Home Secretary Theresa May said she believed there was scope to reduce the limit on when a termination can take place, to 20 weeks into a pregnancy.
Earlier the new Health Secretary Jeremy Hunt went even further, saying he believed the limit should be cut to 12 weeks - half the present maximum.
With Culture Secretary Maria Miller, who is also the minister for women, having already said that she would like a 20 week limit, campaigners signalled a new push in Parliament to change the law.
However the move horrified women's rights activists who warned that a reduction could effectively prevent testing for conditions such as Down's syndrome.
Mrs May stressed that all the ministers concerned were expressing personal views and that the Government had no plans to review the 24-week time limit.
"The Government has no plans to change the law on this, we have got no plans to reduce the abortion limit," she told the BBC Radio 4 Today programme.
She added, however: "I think there is scope for some reduction. My own view is probably a reduction to 20 weeks. That is a personal view of mine."
But it was the intervention of Mr Hunt, who was promoted to Health by David Cameron in last month's Cabinet reshuffle, which galvanised campaigners pressing for a lower limit.
"Everyone looks at the evidence and comes to a view about when they think that moment is and my view is that 12 weeks is the right point for it," he told The Times.
"It is just my view about that incredibly difficult question about the moment that we should deem life to start."
He added: "I don't think the reason I have that view is for religious reasons."
His comments, on the eve of the Conservative Party conference in Birmingham, were warmly welcomed by Tory backbencher Daniel Kawcynski.
"There are Members of Parliament of all parties who feel very strongly that we need to change the limit," he told the Today programme.
"The Health Secretary coming out in favour of re-igniting this debate will galvanise the caucus that exists in Parliament, cross-party, on this issue.
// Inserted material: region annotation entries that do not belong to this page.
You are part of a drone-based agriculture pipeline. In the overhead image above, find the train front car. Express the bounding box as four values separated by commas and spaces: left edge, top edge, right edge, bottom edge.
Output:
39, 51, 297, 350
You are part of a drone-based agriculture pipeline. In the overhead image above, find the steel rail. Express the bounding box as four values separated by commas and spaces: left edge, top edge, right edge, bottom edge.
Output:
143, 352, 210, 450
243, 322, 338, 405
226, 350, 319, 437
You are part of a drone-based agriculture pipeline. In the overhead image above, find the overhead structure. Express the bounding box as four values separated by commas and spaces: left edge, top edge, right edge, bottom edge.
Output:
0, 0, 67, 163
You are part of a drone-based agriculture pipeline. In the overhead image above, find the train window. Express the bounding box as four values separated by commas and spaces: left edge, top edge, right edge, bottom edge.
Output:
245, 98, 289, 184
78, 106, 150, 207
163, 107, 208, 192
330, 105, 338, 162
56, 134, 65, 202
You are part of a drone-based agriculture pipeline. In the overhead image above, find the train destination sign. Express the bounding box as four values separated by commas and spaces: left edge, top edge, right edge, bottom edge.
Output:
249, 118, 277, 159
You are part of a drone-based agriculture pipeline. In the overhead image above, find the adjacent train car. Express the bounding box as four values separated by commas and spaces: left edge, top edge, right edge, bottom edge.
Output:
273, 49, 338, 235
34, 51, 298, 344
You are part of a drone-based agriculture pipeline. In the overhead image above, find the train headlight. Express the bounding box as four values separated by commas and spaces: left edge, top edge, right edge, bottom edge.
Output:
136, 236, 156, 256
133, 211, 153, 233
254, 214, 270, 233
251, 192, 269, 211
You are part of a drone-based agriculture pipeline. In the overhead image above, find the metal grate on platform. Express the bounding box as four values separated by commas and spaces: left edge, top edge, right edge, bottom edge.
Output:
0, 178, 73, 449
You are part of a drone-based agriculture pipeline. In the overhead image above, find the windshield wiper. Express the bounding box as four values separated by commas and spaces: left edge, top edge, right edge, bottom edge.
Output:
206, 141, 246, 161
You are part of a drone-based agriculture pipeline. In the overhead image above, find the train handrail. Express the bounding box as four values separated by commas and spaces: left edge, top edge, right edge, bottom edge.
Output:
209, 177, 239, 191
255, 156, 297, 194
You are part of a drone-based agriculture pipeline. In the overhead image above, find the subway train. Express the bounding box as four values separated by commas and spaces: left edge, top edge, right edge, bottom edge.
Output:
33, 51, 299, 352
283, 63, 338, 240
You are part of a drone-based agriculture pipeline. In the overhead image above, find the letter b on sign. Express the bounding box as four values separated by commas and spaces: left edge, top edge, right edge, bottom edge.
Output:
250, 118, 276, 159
"There will be many of us who will never stop campaigning to reduce the limit. For as long as I am a Member of Parliament, I will never give up this fight."
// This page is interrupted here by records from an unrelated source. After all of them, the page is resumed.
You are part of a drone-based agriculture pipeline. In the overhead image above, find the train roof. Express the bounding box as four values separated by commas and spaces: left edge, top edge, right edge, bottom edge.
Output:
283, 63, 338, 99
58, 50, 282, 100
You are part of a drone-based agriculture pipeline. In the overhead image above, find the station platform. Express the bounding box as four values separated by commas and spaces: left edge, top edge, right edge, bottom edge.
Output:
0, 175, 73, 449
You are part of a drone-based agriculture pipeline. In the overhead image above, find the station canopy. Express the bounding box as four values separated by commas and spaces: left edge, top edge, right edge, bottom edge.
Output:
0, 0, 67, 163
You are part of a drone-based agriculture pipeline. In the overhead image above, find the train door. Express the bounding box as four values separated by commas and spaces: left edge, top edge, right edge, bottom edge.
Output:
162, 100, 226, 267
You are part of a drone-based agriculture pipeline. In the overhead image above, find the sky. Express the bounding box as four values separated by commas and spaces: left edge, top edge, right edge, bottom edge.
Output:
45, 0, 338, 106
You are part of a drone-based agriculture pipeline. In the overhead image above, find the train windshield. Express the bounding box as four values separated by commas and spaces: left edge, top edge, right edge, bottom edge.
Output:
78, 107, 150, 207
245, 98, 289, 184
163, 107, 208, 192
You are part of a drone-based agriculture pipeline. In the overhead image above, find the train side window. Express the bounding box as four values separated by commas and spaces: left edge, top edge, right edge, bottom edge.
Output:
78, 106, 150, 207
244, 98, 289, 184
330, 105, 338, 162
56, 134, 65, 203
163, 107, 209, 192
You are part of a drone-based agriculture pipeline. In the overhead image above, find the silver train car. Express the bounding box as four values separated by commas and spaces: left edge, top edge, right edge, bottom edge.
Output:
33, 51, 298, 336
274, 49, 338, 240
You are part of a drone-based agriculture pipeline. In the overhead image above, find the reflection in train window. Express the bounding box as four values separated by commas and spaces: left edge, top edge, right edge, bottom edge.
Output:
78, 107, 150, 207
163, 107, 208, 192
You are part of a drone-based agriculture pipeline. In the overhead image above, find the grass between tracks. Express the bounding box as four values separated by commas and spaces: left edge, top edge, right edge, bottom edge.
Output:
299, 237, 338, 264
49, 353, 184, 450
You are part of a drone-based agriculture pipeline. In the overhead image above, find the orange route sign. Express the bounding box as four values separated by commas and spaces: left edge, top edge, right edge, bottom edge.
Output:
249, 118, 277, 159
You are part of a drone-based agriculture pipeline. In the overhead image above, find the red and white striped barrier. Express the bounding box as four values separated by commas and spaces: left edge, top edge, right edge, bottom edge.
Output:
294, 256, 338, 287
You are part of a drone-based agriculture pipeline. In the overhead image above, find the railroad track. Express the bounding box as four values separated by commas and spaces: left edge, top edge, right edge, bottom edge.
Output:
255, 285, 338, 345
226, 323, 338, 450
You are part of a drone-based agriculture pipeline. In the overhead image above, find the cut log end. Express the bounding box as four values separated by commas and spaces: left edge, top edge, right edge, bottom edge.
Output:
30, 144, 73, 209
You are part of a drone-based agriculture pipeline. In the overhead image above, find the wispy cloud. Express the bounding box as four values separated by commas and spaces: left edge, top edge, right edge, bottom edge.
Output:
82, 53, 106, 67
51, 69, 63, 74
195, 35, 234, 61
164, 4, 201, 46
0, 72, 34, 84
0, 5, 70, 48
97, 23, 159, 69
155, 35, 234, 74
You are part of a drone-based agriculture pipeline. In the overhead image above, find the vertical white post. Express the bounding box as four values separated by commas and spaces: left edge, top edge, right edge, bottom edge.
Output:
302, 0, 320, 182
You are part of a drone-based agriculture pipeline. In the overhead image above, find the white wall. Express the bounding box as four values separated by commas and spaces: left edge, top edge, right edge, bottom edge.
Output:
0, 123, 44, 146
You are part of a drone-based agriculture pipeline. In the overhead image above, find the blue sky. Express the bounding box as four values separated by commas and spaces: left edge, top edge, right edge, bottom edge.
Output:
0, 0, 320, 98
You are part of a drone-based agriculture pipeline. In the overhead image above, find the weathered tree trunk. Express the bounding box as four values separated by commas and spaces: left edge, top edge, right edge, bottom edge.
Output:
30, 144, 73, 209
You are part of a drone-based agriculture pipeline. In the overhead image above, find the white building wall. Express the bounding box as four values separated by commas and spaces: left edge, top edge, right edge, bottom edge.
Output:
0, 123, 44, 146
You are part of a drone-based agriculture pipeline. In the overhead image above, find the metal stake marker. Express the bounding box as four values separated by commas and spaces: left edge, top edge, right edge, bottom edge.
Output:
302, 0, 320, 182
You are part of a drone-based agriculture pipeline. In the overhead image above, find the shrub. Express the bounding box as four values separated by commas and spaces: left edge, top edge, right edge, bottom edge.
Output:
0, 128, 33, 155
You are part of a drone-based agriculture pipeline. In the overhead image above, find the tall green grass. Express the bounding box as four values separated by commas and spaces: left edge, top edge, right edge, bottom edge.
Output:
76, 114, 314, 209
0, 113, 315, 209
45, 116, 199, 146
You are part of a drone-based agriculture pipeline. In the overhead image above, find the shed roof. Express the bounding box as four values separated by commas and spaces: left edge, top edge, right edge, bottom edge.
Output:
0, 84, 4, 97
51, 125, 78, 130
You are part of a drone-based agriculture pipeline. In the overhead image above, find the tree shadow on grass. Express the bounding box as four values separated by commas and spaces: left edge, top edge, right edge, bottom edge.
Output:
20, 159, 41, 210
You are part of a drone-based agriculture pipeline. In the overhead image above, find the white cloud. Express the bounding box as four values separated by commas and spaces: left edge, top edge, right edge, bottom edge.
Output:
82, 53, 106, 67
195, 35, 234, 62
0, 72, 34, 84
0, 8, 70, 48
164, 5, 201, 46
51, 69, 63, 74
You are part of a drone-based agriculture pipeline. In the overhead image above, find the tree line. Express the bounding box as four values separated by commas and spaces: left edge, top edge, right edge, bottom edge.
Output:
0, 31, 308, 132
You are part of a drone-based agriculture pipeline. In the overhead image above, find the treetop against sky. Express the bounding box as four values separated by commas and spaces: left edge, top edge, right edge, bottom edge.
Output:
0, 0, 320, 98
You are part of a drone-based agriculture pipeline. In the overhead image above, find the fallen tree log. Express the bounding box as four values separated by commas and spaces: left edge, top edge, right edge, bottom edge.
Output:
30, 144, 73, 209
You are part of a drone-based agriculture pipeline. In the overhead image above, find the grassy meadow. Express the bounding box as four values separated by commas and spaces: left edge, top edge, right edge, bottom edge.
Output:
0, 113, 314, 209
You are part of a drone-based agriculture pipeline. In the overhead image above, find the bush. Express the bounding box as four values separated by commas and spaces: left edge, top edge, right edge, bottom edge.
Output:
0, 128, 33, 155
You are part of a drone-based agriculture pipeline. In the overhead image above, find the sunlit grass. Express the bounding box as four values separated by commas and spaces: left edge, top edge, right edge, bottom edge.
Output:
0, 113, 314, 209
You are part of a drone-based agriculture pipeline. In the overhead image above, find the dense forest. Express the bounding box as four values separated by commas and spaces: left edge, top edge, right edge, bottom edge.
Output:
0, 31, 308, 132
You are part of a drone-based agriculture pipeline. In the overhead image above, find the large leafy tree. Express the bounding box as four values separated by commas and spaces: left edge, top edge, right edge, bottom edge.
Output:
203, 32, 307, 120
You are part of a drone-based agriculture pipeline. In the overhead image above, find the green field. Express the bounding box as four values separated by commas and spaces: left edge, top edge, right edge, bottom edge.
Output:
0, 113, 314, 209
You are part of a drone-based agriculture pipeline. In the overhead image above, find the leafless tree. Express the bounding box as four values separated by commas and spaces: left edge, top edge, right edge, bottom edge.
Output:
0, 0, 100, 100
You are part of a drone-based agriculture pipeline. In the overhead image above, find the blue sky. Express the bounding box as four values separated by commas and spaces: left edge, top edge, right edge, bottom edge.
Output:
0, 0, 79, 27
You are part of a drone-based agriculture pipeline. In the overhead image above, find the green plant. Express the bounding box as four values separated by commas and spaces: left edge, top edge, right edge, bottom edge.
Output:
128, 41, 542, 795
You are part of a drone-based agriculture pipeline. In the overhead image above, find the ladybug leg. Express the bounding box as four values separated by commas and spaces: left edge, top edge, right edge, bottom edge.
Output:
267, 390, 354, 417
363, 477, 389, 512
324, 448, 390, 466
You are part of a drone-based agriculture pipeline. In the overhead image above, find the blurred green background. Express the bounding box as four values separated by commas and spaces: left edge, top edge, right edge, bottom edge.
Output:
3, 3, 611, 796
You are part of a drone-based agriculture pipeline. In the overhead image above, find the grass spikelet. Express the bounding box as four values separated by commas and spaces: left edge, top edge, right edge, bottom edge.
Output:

However Professor Wendy Savage, a gynaecologist and campaigner on women's rights, expressed alarm at the prospect of another move to reduce the limit following the defeat in Parliament of the last attempt in 2008.
"The number of abortions that take place over 20 weeks is very small. Of those a considerable proportion are of foetuses which have got a congenital abnormality," she told Today.
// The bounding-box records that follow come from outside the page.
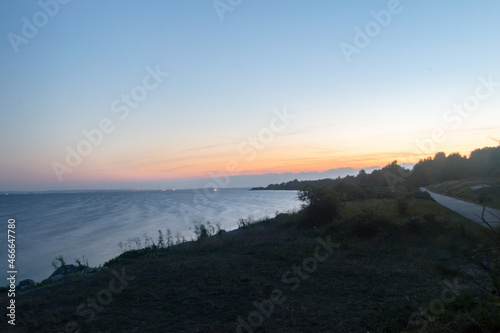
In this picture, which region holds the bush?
[396,197,410,216]
[298,187,341,226]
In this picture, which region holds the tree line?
[253,146,500,191]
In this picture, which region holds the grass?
[0,195,498,332]
[428,178,500,209]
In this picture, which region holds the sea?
[0,189,301,285]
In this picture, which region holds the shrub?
[298,187,341,227]
[396,197,410,216]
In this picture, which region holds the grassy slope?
[0,200,496,332]
[428,178,500,209]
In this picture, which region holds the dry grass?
[0,196,496,332]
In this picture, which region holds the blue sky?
[0,0,500,190]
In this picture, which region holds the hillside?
[0,192,500,332]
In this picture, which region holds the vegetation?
[0,182,500,332]
[254,147,500,193]
[0,148,500,332]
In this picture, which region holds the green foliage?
[396,196,410,216]
[75,256,89,271]
[52,255,66,274]
[298,186,342,227]
[194,222,221,242]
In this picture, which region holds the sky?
[0,0,500,191]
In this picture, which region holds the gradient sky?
[0,0,500,190]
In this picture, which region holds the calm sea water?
[0,189,300,285]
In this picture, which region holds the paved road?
[421,187,500,229]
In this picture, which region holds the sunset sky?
[0,0,500,191]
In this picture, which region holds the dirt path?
[421,187,500,229]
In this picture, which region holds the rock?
[16,279,35,290]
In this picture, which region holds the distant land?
[0,164,398,194]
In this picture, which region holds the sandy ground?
[421,187,500,229]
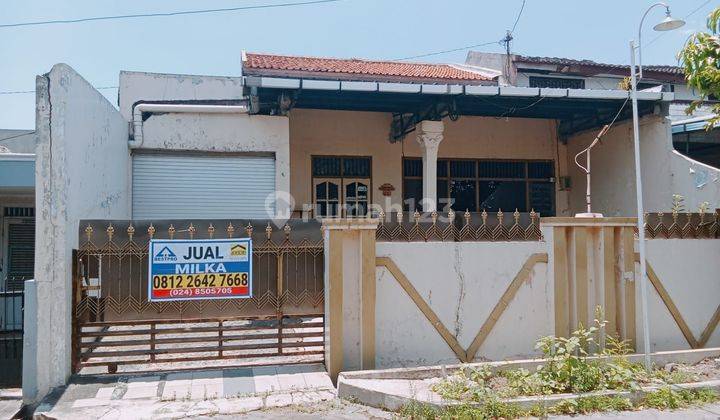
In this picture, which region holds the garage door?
[132,154,275,220]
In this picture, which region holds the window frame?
[401,156,557,215]
[310,154,373,217]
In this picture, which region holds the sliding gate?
[73,220,324,374]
"I think the majority of the population think that if somebody has got a foetus that, if born, will have a severe disability they should have the right to choose whether or not to continue with that pregnancy."
Diane Abbott, who is Labour's shadow public health minister, accused ministers of "playing politics with people's lives", insisting there was no justification for a reduction in the present limit.
"We're seeing a sustained ideological attack on the science, and the rights that British women and families have fought for," she said.
"There is no evidence to support a reduction in the abortion time limit and this view is supported across the medical profession.
"Late abortion only affects a small number of women, who are often in extremely challenging circumstances."
Mr Cameron said he did not agree with Mr Hunt's position, but added that he was entitled to his opinion.
"He is a Member of Parliament, he is absolutely entitled to hold an individual view, a view of conscience and on this issue all Members of Parliament - Prime Ministers, Health Secretaries, everybody - has to vote according to their consciences.
"They are totally entitled to hold that view but people need to know the Government has got no plans to bring forward any legislation in this area and any vote that does happen will be a free vote," he said.
The Prime Minister added that he was in favour of a smaller decrease in the abortion limit.
"I personally have voted for a modest reduction from the current limit of 24 weeks because I think there are some medical arguments for that. But I don't agree with the 12-week limit and that's not the Government's policy," he said.